Hit them with your purse?
(Comment directed at author, not poster)
LMAO @ the guy typing that from his keyboard.
Tell that to Kurtis Foster.
And in his heyday, Peter Forsberg was one of the dirtiest players I ever saw.
“LMAO @ the guy typing that from his keyboard.”
LMAO @ the guy who is behind a keyboard inferring the guy commenting on hockey from behind a keyboard is somehow not manly because of that said keyboard.
You raise an interesting point. I'd say at the current size of the NHL, it's inevitable that you're going to have Jr. Hockey as the biggest source of your 'talent' (or non-talent, as the case may be). Get rid of a third of the league's teams, shorten the season to about 60 games (which increases the value of each game), and expand the playing surface (to put a premium on skating). Those would be my presciptions. But none of it will happen, since it would cost revenue initially.
Aside from the fact that that has to be the longest run on sentence on the books, do you have a point to make?
The "removing an opponents spleen with their hockey sticks" comment has a ring of truth to it.

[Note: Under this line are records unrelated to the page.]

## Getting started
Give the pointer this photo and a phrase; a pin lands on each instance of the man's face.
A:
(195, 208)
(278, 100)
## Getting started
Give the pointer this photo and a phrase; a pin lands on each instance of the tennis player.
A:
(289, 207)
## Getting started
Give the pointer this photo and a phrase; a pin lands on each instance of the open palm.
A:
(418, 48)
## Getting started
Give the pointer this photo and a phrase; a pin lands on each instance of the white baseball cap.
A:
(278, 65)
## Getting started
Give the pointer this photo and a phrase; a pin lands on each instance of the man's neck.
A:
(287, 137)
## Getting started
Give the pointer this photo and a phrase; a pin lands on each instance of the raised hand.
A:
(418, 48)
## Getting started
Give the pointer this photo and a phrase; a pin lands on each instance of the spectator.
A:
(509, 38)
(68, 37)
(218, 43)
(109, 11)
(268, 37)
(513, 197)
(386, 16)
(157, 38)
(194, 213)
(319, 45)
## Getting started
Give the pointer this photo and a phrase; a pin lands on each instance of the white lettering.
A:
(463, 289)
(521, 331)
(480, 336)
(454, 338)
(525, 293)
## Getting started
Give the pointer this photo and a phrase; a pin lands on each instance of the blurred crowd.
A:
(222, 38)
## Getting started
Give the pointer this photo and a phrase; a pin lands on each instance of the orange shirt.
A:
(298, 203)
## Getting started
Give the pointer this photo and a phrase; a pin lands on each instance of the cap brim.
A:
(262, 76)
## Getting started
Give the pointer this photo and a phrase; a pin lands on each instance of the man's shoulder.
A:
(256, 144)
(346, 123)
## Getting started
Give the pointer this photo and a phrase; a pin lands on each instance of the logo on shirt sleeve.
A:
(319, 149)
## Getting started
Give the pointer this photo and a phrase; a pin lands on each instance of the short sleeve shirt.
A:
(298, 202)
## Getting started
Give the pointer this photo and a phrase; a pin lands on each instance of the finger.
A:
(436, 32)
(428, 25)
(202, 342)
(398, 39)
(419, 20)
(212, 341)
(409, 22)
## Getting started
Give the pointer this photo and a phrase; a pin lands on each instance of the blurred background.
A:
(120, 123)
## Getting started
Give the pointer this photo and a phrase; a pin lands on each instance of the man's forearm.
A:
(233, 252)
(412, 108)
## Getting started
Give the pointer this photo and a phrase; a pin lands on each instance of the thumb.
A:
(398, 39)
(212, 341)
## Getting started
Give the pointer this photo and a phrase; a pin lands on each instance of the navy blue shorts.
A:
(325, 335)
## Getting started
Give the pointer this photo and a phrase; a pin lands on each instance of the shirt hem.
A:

Take out the fighting altogether, and I think you will see more stick work as players use whatever is at their disposal to try to gain an advantage. It's an aggressive game, and if guys feel the need to drop the gloves and get it out of their systems, so be it.
If I want to watch a bunch of players pussy-footing around a large playing surface, I'll find a soccer game.
Yeah, people in glass houses shouldn’t throw stones.